MySQL Data type introduction

Source: Internet
Author: User

A few simple principles for selecting a data type

1. The smaller the better, the more simple the better

In general, you should try to use the smallest and simplest data types that can store your data correctly. Because they consume less disk, memory, and CPU cache, they require less CPU cycles to process. At the same time, however, it is important to be careful not to underestimate the range of values that need to be stored, or to cause problems later in the decision.

2. Avoid null as much as possible

Null is the default property of a column, but generally it is best to specify NOT NULL unless you really need to store null. Because columns that contain nulls make indexes, index statistics, and value comparisons more complex, and when nullable columns are indexed, each index record requires an extra byte, and in the MyISAM table it can even cause a fixed-size index to become a variable-size index.

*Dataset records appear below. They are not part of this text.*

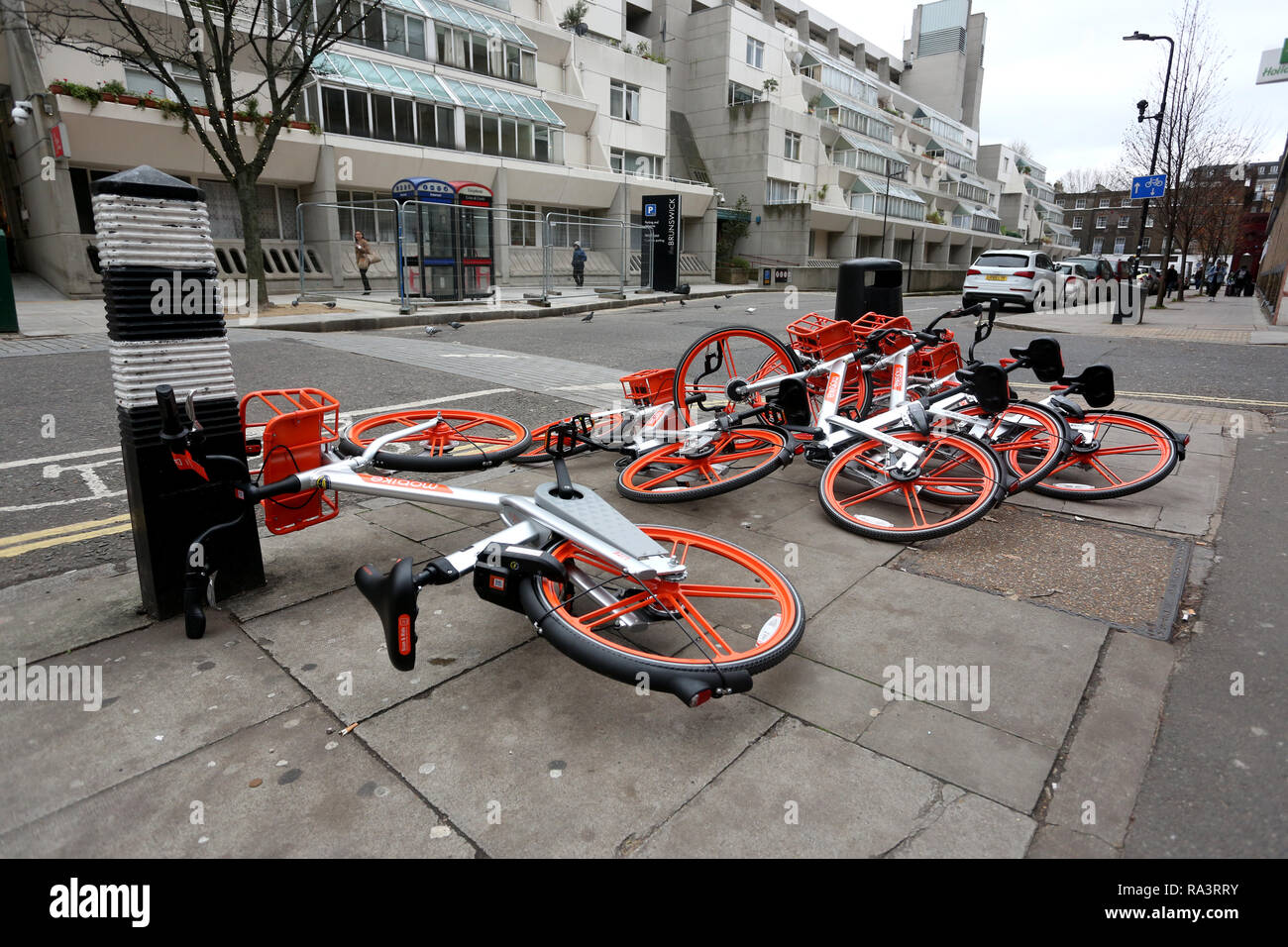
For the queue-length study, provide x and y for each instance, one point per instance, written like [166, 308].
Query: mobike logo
[404, 482]
[184, 462]
[403, 634]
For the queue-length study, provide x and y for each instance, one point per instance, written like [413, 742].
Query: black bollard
[163, 317]
[867, 285]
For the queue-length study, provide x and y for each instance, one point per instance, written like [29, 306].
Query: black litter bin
[867, 285]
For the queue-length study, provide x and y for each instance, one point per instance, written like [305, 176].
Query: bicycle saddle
[987, 382]
[1095, 384]
[394, 599]
[1043, 357]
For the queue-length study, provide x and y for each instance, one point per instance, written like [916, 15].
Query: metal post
[165, 324]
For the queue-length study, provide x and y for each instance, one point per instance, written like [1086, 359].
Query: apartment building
[1028, 204]
[494, 93]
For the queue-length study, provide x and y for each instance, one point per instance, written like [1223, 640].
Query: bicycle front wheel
[867, 491]
[679, 472]
[716, 359]
[458, 441]
[733, 615]
[1115, 454]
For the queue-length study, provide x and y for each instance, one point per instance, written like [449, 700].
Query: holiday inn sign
[1274, 65]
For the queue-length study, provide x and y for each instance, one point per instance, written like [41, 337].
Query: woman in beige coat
[362, 250]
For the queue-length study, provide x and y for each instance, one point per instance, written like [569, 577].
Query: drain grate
[1125, 578]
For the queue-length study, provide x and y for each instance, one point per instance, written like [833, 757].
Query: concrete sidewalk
[497, 745]
[43, 312]
[1233, 321]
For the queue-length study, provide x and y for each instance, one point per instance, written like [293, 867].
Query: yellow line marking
[56, 530]
[1166, 395]
[9, 552]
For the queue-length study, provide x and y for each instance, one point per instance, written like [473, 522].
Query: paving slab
[1038, 659]
[301, 565]
[962, 751]
[802, 792]
[335, 647]
[970, 827]
[1112, 746]
[1057, 562]
[50, 616]
[568, 763]
[163, 696]
[1057, 841]
[281, 789]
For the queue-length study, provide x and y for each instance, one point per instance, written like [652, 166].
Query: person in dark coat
[579, 263]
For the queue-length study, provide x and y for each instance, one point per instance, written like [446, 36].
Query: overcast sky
[1074, 53]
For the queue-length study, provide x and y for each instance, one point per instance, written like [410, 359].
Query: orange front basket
[286, 429]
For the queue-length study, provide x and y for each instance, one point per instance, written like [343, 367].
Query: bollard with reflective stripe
[165, 320]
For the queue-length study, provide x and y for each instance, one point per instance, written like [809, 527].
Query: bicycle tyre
[772, 445]
[991, 488]
[781, 360]
[588, 638]
[1158, 438]
[447, 449]
[1009, 447]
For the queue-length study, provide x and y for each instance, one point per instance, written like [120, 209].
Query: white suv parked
[1021, 277]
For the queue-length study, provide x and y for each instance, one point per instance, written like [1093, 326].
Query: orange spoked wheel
[608, 431]
[704, 464]
[872, 489]
[716, 359]
[456, 441]
[1113, 454]
[729, 612]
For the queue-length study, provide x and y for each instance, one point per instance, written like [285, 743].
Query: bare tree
[243, 52]
[1197, 131]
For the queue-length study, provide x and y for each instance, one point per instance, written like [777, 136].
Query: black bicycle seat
[394, 599]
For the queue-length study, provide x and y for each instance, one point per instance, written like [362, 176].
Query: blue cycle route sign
[1147, 185]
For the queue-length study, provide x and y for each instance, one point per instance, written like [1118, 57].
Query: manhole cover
[1125, 578]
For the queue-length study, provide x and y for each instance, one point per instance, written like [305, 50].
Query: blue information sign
[1147, 185]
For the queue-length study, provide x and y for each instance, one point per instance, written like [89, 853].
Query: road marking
[1168, 395]
[59, 535]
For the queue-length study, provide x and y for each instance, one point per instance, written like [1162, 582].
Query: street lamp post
[1153, 159]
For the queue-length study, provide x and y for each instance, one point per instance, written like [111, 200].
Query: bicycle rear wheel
[863, 489]
[732, 459]
[458, 441]
[1113, 454]
[1029, 440]
[716, 359]
[733, 615]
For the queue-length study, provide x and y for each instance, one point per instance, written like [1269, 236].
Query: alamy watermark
[75, 684]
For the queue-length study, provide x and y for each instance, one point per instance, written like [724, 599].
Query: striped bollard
[165, 321]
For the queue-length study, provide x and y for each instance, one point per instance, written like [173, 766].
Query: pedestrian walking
[365, 257]
[579, 263]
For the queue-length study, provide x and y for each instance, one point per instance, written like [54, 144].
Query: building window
[635, 162]
[793, 146]
[781, 191]
[742, 94]
[625, 101]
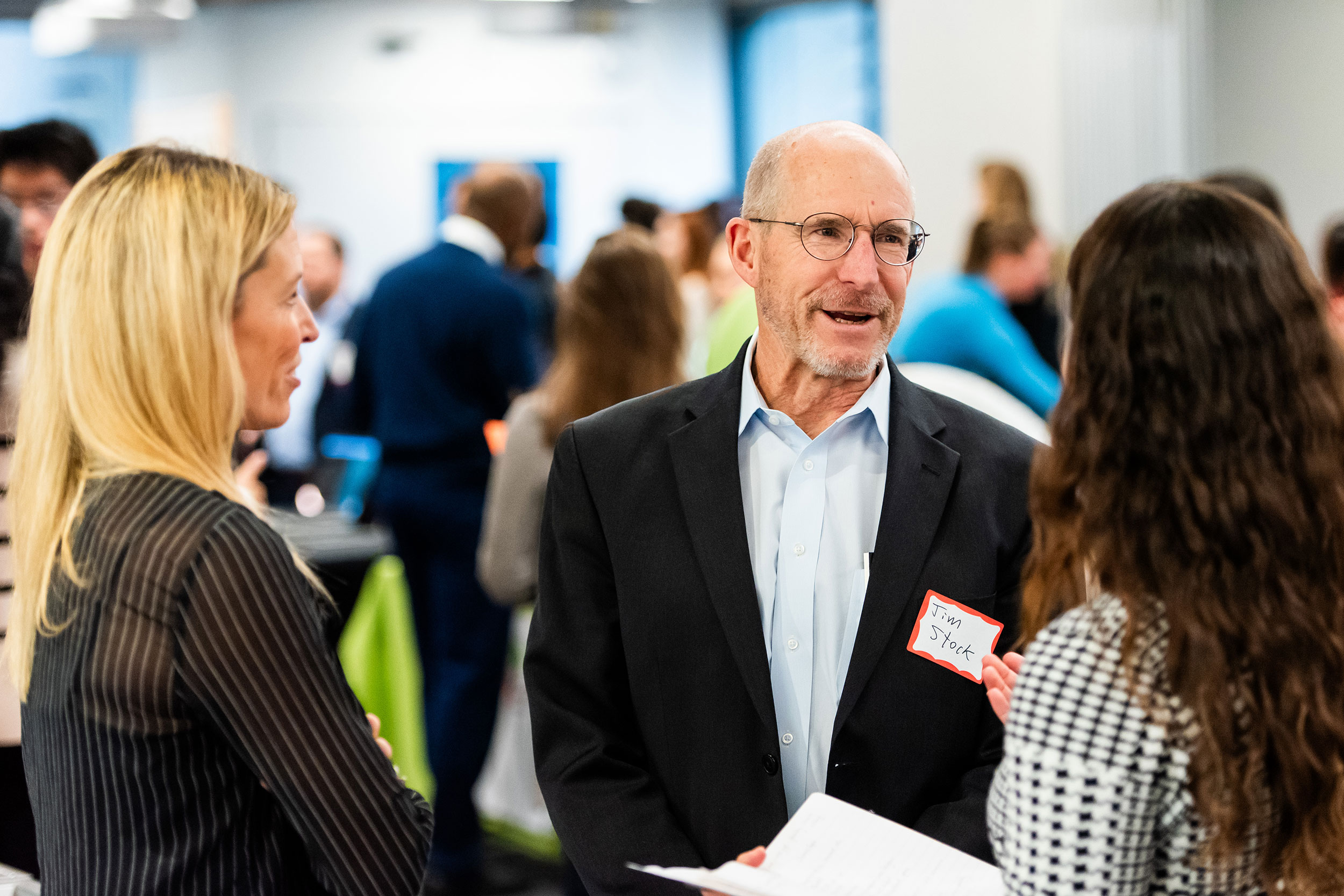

Changing a nullable column to NOT NULL has a small performance boost, so you don't have to deliberately modify it unless you need to, but if you plan to index on a column, you should try to avoid a nullable column.

InnoDB stores null values using separate bits (bit), so for sparse data (many values are null, only a few rows of columns have non-null values), this is a good space efficiency, but this does not apply to MyISAM.

3. Storage of IP

IP is not a string, but a 32-bit unsigned integer, with the decimal point to divide the address into four segments of the presentation method just to make people read easily, so should be used to store IP addresses with unsigned integers, MySQL provides Inet_aton () and Inet_ntoa () function between the two representations of the conversion

Mysql> Show CREATE TABLE test;+-------+------------------------------------------------------------------------ -----------------------------------------+| Table | Create Table |+-------+ --------------------------------------------------------------------------------------------------------------- --+| Test | CREATE TABLE ' Test ' (' a ' int (ten) unsigned default NULL) engine=innodb default Charset=utf8 collate=utf8_bin |+-------+-- --------------------------------------------------------------------------------------------------------------- +1 row in Set (0.00 sec) mysql> INSERT into test values (Inet_aton (' 192.168.1.200 ')), (Inet_aton (' 200.100.30.241 ')); Query OK, 2 rows affected (0.01 sec) mysql> select * from test;+------------+| A |+------------+| 3232235976 | | 3362004721 |+------------+ mysql> Select Inet_ntoa (a) from test;+----------------+| Inet_ntoa (a) |+----------------+| 192.168.1.200 | | 200.100.30.241 |+----------------+

Two specific data types introduced

1. Number types

(1) Integer type

Basic use: Integer type (display width)

Note: The display width has no effect on the size of the number, but only when the Zerofill is set, it is 0 when it is displayed. It is recommended not to set the display width and Zerofill

(2) Floating-point number type

Basic usage: Data type (M,D)

Note 1:m refers to the accuracy, the total number of digits, D is the indicator degree, the number length after the decimal point, such as decimal (5,2) can store 5 numbers and two decimals, that is, the storage range is 999.99 to 999.99.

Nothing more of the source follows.